Rappelons que l’article 604.6 prévoit ce qui suit (extraits) :
604.6 Toute municipalité doit:
1° assumer la défense d’une personne dont l’élection comme membre du conseil de la municipalité est contestée ou qui est le défendeur ou l’intimé dans une procédure dont est saisi un tribunal et qui est fondée sur l’allégation de l’inhabilité de la personne à exercer la fonction de membre du conseil, de fonctionnaire ou d’employé de la municipalité ou d’un organisme mandataire de celle-ci;
2° assumer la défense ou la représentation, selon le cas, d’une personne qui est, soit le défendeur, l’intimé ou l’accusé, soit le mis en cause, dans une procédure dont est saisi un tribunal et qui est fondée sur l’allégation d’un acte ou d’une omission dans l’exercice des fonctions de la personne comme membre du conseil, fonctionnaire ou employé de la municipalité ou d’un organisme mandataire de celle-ci;
3° assumer la défense d’un membre du conseil qui fait l’objet d’une demande en vertu de l’article 312.1 de la Loi sur les élections et les référendums dans les municipalités (chapitre E-2.2).
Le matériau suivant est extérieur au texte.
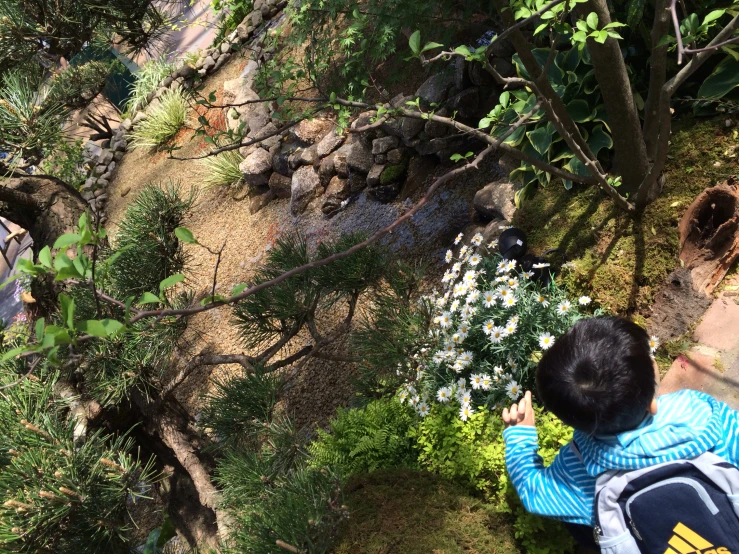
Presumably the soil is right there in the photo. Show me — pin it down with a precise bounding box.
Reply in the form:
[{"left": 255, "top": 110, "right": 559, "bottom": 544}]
[{"left": 648, "top": 267, "right": 711, "bottom": 344}]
Si la personne assume, elle-même ou par le procureur de son choix, cette défense ou représentation, la municipalité doit en payer les frais raisonnables. La municipalité peut toutefois, avec l’accord de la personne, lui rembourser ces frais au lieu de les payer.
La municipalité est dispensée des obligations prévues aux deux premiers alinéas, dans un cas particulier, lorsque la personne renonce par écrit, pour ce cas, à leur application (…)
Dans une décision lapidaire, le juge Casgrain a accordé l’ensemble de la réclamation à M. Pépin, soit plus de 127 000$, montant auquel s’ajoutent les intérêts courus.
Le dossier de M. Pépin fait suite une longue saga, d’abord politique puis, au fil du temps, juridique. En effet, il s’avère que les adversaires politiques de M. Pépin étaient plutôt coriaces et la situation politique durant son administration et après était, pour le moins, tendue. C’est dans ce contexte que ses adversaires ont déposés des plaintes contre lui auprès de la police relativement à des faits pouvant conduire à des accusations de corruption, d’abus de confiance et de fraude. Ces plaintes mèneront effectivement à des accusations criminelles.
Dans son analyse, le juge rappelle d’abord que « bien sûr, qu’un crime commis par un membre du conseil d’une ville, à l’occasion de l’exercice de ses fonctions, n’est pas couvert par l’article 604.6 de la Loi des cités et villes. » Mais il poursuit en ajoutant que « tout autre cependant est la situation ou un membre du conseil a été accusé faussement ou à tort de commettre un crime à l’occasion de l’exercice de ses fonctions, ou encore dont les accusations à son encontre ont été retirées. »
Puis, le juge rappelle que M. Pépin, qui n’a même pas fait l’objet d’un procès, bénéficie de la présomption d’innocence. Selon la preuve, il avait aussi démontré l’existence d’une défense sérieuse.
Compte tenu des circonstances, tout en invitant l’administration municipale actuelle à faire la paix, le juge a condamné la Ville à rembourser tous les honoraires extrajudiciaires réclamés. Cette décision a été portée en appel… il faudra suivre l’actualité judiciaire des prochains mois pour connaître la conclusion de cette saga.